Book Review: “Clarity in Time” by Margaret Hepworth
April 13, 2013
Title: Clarity in Time: A Philosophical and Psychological journeyAuthor: Margaret Hepworth (Author’s website) Publication: Balboa Press 2012Genre: General FictionPages: 329Price: Rs. 1108 (Buy from Bookadda.com) www.amazon.com
“If your life story was re-told would you be able to piece together the meaning that had always been there? “
The book opens with Nelson Mandela, as a fictional character, talking to his White jailer, Dirk Kortella, in a lonely prison cell in South Africa. Their conversations on life, humankind, God and liberty were confidential since, in an Apartheid state, the consequences of sharing thoughts and philosophy or anything with a Black man would be, for the loyalist, unfathomable.
While we wonder why Mandela welcomed us in the beginning, and what exactly is the theme of the novel, we are transported to the autumn of 2010 in Melbourne, Australia. Rosie O’ Dea, along with her younger siblings, Raf and Maisy, is on her way to attend a cousin’s wedding when her little black Mazda meets with an accident. Everything goes dark and silent. As we try to comprehend what has happened to the people inside the Mazda, Rosie goes into an ethereal dimension and continues to narrate the story: … “the crossing from this world to the next. It is a commonly held belief that your life flashes before your eyes.” The story of her life rewinds and begins to play. But strangely, moments from other people’s lives also begin to flash alongside with hers:
But something else was also happening. There! Flash! There again! Like snippets of film, other people’s lives, other people’s stories were playing in amongst my own. Some faces familiar, faces of history; others unknown to me, until now. How was this possible? Chronicles, epiphanies, secrets of history. Moments of clarity.
In the novel, we are taken back in time to where Rosie discusses monogamy and other concepts with her best friend Holloway (or ‘H’ as Rosie calls him) whom she wants to keep to herself; where she falls hard for her latest obsession — Jimmy; where she reads from and writes in her ‘Grand-daughter’s journal’ passed on to her by her grandmother; where she is on a road-trip with Maisy; and where her psychic powers are emerging. In between all of this and more, author Margaret Hepworth also takes us beyond time and space where Moses climbs a mountain to discover the message of God immersed in the simplest of words; where Albert Einstein chuckles at his scribblings on the board; and where at Lake Mungo, an aborigine man places the secrets of the universe in the hands of a six-year-old. We come across these and a few more moments of clarity in the book.
Yet the book is essentially about Rosie and the credibility her character displays. It is her credibility that makes us uncomfortable at several instances. But not because she is too different (she’s not), but because she is so like us and so easy to understand. Like most of us, Rosie, too, feels that she is made for something bigger than herself. May be most of us have, on occasions, wondered about the status of women in society or gay rights. We might also have discussed with a friend, while doing the dishes, the consequences of a nuclear war. Discussions on gang-rapes and climate change also must have made their way to our dining tables. Yet, more often than not, these discussions and conversations don’t translate into actions, for we don’t know the How-Tos. Rosie is like us — a spectator; a by-stander. But with epiphanies that she has, she decides to find the How-Tos and contribute her part to make the world a better place.

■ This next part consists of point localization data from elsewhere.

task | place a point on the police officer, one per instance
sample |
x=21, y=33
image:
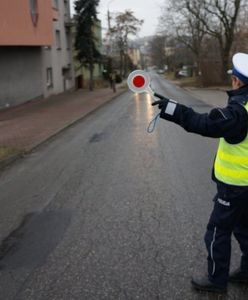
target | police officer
x=230, y=172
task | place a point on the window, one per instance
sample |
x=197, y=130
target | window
x=49, y=77
x=58, y=40
x=56, y=4
x=34, y=11
x=68, y=39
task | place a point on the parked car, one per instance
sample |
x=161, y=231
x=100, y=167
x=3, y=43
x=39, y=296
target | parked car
x=183, y=73
x=160, y=71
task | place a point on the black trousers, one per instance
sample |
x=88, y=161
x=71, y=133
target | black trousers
x=229, y=215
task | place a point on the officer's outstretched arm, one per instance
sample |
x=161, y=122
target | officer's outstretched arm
x=219, y=122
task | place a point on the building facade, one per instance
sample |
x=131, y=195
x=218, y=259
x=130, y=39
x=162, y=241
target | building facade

“Clarity in Time” captures the moments in which Rosie grows as a person. She is somewhere between an older sibling and a parent (she calls herself a “siblent”) to Raf and Maisy since, even though they all are siblings, Rosie and Adam (her elder brother) had a different childhood from that of Raf and Maisy. The difference was mainly a result of a different kind of parenting; or lack thereof.
While reading the book, we might want to tell Rosie to snap out of it and stop crying over a bad relationship and get on with her life, but because Rosie is so ‘real’ we know things such as heartbreak take their own time to heal. So we stay with her in her mourning. A girl falling hard for the wrong guy and then finding it hard to move on from him – it cannot get any more credible than that.
Hepworth writes with great fervour. Her humour is well-executed through Rosie’s dialogues and narration. Also, in her writing, one comes across moments of mystifying poignance and great romance. The novel is crafted into small segments that make it perfectly fine for the readers for whom sitting down with a book for a long period of time is too ambitious a thing to accomplish.
Margaret Hepworth’s “Clarity in Time” takes place in the ethereal state that lasts for only a few milliseconds after Rosie’s car accident. She narrates moments of clarity from her life and the lives of other people. The book is about how every moment in your life prepares you for a bigger moment that requires you to apply all the lessons you have learned over time before it.
This book is recommended to readers who like to pause for a moment or two in their daily lives to ponder over the philosophical and spiritual elements of life. “Clarity in Time” is a thought-provoking collection of those philosophical and spiritual elements.